The phenotyping approach to predict drug metabolism activity is often hampered by a lack of correlation between the probe and the drug of interest. In this article, we present a strategy to refine the phenotyping approach based on a physiologically based pharmacokinetic simulation (implemented in Simcyp Simulator version 17) using previously published models. The apparent clearance (CL/F) of erlotinib was better predicted by the sum of caffeine and i.v. midazolam CL/F (r 2 = 0.60) compared to that of either probe drug alone.
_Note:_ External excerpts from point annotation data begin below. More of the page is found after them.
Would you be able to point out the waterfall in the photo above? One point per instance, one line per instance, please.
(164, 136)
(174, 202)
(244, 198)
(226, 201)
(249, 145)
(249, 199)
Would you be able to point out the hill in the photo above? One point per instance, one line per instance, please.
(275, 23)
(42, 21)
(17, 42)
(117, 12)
The clearance of atorvastatin and repaglinide had a strong correlation (r 2 = 0.70 and 0.63, respectively) with that of pitavastatin (a SLCO1B1 probe). Use of multiple probes for drugs that are predominantly metabolized by more than one cytochrome P450 (CYP) enzyme should be considered. In a case in which hepatic uptake transporters play a significant role in the disposition of a drug, the pharmacokinetic of a transporter probe will provide better predictions of the drug clearance.